Ho ascoltato l’intera intervista di Elly Schlein rilasciata al quotidiano Il Foglio, sapendo esattamente cosa aspettarmi: niente. Una interminabile sequenza di niente. Nessuna idea, nessun progetto. Io potrei essere assolutamente condizionato nel giudizio, date le mie idee politiche ma è la stessa conclusione a cui è giunto Stefano Feltri, uno che non è esattamente il prototipo dell’elettore di destra. So perfettamente, scrivendolo di continuo, che la politica serve solo a controllare le narrazioni, essendo l’arte del far credere ma anche nel fare ciò bisogna essere bravi ed il leader del PD è scarso, inadeguato, avvilente se io fossi un elettore di quel partito. Non azzannare la preda, trionfando contro il campo largo, sarà il più clamoroso peccato di una destra che continua a non comprendere l’importante di opporre narrazione a narrazione.
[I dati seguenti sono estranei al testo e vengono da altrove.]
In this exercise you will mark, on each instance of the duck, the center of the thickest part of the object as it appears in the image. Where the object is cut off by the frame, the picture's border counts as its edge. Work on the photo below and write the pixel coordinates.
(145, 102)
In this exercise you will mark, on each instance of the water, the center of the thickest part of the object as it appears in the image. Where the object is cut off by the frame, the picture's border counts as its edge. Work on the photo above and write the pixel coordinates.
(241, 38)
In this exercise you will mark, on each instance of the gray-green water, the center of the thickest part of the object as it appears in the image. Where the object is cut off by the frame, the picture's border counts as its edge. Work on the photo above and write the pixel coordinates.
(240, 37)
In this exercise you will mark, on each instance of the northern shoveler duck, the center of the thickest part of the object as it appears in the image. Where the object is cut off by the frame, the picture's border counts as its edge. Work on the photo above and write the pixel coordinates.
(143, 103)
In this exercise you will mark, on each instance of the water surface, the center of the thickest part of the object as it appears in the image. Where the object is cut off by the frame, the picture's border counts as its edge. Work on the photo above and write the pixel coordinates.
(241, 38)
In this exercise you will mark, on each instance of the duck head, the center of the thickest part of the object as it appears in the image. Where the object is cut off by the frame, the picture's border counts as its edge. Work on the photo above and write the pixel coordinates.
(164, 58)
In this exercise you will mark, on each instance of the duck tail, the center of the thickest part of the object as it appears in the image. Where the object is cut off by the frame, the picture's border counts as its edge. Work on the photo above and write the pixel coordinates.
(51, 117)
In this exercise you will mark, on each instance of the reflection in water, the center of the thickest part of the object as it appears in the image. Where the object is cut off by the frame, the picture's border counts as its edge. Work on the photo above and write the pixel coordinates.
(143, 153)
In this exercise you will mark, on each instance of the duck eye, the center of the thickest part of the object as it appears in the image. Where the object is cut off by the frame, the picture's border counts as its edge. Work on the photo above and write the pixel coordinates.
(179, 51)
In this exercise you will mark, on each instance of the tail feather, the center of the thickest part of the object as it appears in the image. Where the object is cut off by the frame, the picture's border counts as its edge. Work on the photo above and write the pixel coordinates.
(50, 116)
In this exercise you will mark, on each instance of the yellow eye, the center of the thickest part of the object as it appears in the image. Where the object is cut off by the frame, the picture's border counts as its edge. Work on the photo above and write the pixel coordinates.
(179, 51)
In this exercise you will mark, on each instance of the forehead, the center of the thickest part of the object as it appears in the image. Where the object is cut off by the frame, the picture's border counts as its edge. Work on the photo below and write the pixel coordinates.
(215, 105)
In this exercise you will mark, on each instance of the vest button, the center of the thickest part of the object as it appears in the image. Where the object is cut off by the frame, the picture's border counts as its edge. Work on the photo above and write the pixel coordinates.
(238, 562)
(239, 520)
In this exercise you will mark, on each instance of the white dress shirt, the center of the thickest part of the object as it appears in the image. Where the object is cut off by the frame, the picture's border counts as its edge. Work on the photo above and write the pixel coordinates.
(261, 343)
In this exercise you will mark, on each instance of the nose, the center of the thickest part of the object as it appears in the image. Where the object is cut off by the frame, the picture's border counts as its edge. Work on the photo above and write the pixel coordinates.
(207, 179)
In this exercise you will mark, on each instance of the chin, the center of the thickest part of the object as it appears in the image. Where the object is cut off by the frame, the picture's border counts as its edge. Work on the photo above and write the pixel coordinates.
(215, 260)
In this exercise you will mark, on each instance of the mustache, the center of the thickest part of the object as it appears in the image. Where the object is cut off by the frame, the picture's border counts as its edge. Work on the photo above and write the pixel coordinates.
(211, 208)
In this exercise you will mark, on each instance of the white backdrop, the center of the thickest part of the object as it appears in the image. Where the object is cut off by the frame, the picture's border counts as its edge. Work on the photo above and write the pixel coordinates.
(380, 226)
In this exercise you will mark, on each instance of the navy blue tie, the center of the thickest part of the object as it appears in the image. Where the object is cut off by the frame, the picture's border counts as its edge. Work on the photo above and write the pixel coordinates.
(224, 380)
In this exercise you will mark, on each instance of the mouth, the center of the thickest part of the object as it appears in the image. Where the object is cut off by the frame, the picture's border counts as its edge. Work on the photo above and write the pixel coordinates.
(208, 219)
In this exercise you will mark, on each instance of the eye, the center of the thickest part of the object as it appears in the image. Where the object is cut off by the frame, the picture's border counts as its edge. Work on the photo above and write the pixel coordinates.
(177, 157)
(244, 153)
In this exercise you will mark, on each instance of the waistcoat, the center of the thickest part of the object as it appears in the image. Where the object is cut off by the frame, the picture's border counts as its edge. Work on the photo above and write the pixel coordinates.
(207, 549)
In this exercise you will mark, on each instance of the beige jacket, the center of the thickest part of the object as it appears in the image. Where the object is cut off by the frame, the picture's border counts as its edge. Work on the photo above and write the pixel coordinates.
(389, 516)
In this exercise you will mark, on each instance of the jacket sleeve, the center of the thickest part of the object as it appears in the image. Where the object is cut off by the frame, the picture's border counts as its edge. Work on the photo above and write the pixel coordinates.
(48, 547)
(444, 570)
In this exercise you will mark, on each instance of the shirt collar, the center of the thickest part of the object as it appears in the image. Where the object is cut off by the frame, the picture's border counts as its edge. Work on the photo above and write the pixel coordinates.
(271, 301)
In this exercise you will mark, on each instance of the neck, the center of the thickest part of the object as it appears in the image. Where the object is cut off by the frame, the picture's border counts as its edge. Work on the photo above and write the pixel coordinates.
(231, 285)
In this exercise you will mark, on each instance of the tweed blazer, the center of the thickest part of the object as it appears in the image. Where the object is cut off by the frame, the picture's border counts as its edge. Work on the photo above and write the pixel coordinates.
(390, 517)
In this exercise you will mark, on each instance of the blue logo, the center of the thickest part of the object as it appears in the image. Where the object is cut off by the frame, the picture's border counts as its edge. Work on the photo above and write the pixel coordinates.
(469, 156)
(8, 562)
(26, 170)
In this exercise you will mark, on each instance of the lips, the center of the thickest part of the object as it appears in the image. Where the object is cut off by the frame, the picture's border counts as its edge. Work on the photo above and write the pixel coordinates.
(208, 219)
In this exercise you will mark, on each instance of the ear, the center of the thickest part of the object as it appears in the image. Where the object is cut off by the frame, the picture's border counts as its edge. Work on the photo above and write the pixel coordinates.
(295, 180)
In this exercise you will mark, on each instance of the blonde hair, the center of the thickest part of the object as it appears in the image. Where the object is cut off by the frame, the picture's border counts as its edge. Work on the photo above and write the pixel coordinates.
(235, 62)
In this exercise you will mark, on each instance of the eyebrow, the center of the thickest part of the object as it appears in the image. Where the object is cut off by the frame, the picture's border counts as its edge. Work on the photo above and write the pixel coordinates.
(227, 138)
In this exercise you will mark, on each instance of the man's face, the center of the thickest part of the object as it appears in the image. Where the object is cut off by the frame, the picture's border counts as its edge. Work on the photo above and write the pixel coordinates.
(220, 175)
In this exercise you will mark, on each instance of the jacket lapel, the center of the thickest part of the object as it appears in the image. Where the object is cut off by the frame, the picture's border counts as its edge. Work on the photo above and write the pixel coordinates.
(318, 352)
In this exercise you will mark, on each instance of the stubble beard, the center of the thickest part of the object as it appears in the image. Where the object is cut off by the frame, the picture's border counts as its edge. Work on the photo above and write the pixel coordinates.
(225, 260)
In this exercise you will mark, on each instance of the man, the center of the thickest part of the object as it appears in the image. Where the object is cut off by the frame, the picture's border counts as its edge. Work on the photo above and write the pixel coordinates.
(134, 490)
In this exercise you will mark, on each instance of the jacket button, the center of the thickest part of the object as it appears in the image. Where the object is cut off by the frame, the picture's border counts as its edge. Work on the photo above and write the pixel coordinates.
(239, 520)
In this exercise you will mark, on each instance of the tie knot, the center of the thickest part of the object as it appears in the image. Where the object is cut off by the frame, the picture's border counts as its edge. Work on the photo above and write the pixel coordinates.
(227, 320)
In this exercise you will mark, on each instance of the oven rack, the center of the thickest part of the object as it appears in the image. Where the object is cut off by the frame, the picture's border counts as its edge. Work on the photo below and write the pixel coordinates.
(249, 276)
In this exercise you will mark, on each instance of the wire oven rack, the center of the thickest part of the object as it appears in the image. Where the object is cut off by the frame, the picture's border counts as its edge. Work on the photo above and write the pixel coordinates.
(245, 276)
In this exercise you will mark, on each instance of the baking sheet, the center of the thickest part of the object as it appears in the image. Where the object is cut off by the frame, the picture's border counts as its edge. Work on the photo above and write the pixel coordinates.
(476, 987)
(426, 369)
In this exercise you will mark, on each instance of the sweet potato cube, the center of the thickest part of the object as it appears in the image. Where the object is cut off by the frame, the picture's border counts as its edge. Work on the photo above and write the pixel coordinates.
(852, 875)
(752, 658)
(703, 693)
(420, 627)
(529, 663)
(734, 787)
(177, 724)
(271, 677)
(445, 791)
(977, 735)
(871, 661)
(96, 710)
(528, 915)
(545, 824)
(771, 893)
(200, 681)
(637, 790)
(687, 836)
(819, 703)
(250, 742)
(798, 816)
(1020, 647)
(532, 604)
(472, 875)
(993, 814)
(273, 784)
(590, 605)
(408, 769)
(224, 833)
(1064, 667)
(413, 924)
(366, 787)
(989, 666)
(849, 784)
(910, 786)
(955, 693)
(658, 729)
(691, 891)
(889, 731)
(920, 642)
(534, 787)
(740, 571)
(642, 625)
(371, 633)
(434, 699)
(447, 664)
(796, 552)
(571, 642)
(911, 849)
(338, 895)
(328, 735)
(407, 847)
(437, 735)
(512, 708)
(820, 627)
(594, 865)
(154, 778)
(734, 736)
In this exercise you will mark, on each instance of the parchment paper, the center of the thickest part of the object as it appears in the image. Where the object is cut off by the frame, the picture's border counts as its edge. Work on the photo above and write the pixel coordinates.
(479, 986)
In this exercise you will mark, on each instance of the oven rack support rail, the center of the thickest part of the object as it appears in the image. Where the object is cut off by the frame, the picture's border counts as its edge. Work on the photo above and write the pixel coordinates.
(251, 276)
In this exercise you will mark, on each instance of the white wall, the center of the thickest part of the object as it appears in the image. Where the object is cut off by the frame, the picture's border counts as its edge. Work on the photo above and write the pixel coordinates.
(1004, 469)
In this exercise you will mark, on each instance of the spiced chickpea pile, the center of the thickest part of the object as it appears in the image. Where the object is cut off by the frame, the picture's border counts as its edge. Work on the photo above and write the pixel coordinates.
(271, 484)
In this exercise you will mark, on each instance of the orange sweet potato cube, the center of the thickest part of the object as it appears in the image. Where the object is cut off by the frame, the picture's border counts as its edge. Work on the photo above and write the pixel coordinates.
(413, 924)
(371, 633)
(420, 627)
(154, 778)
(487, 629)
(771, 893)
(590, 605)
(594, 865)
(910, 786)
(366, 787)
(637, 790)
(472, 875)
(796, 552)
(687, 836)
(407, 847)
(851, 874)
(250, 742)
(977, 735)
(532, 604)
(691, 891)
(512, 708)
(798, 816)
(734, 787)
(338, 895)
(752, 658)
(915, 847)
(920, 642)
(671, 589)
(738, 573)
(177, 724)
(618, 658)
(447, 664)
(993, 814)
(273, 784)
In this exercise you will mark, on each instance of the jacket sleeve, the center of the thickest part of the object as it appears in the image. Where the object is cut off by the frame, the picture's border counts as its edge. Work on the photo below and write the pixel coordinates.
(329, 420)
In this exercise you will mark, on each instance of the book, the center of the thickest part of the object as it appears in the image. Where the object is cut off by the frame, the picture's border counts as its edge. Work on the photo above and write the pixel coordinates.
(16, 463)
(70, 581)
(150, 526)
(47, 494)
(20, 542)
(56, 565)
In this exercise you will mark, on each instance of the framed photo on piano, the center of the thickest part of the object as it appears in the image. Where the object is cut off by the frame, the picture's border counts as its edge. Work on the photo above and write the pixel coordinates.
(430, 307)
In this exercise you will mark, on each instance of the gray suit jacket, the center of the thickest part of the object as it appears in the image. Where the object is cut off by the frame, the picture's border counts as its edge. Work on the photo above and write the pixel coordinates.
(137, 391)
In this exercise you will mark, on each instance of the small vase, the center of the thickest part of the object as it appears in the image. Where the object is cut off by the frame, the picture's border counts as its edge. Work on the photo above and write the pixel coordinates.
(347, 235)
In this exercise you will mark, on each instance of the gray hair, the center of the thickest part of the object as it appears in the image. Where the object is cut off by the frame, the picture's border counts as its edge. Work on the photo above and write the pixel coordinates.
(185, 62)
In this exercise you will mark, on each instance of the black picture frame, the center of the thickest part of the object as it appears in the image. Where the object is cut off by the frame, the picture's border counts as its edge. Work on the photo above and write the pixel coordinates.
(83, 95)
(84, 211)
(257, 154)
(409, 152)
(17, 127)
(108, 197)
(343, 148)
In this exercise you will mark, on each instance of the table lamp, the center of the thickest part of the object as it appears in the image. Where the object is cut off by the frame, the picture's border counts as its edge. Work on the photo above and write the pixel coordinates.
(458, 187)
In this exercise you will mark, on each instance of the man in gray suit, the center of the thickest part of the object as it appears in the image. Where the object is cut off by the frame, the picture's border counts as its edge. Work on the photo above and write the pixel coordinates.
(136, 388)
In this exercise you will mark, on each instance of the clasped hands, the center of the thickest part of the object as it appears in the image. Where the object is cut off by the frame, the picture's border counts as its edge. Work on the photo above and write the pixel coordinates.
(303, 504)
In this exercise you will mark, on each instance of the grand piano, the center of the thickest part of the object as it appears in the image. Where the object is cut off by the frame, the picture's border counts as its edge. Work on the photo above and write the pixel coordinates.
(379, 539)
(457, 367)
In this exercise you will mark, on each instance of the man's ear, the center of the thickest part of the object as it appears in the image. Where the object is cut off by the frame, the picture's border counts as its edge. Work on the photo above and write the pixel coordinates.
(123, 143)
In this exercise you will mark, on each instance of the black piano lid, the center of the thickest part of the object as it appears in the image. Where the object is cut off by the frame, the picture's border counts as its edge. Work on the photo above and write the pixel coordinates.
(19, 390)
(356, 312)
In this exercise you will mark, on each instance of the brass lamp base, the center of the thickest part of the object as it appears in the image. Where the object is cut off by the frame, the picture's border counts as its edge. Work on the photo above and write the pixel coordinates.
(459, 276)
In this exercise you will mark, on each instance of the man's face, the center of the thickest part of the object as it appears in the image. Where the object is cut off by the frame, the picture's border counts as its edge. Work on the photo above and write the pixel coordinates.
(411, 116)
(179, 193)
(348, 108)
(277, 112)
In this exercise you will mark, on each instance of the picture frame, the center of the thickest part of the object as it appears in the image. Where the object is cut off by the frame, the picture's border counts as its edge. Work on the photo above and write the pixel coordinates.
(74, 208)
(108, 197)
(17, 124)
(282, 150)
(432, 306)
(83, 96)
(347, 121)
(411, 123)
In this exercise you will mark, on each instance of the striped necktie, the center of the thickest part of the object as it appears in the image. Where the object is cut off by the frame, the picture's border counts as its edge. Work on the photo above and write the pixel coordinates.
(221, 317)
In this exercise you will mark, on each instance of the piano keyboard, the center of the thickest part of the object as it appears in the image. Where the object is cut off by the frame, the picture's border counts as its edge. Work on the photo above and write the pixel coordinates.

Una frase, così come un dato matematico, può assumere contorni differenti a seconda di chi sia a pronunciarla e se quella frase o quel dato matematico rappresentino un ostacolo all’attecchire di una narrazione dominante. Ad esempio, se dico “i neri non sono capaci nemmeno di utilizzare internet e tutta la tecnologia che arriva in Africa è la testimonianza della superiorità occidentale perché gli africani non producono nulla, dato che tutto è stato importato dai bianchi che sono arrivati in Africa e hanno posato le rotaie delle ferrovie per far evolvere l’Africa”, arriva lo scemo del villaggio che scrive “nel mondo ariano di Giovanni, i neri sono sottosviluppati”. La questione però è che questa frase è stata pronunciata dal presidente del Burkina Faso, ovviamente nero, all’interno di un discorso molto più ampio in cui, sebbene riconosca il dramma annesso alla tratta degli schiavi, non solo rimarca che quel colonialismo abbia impattato meno rispetto a quello perpetrato dei popoli arabi e che viene costantemente nascosto nel dibattito contemporaneo, ma che ha avuto innumerevoli vantaggi in termini di progresso per il suo Continente. Tutto questo attiene alla contrapposizione tra i due mondi in cui ricordo che essere di “estrema destra” significa solo essere “persone normali e razionali”.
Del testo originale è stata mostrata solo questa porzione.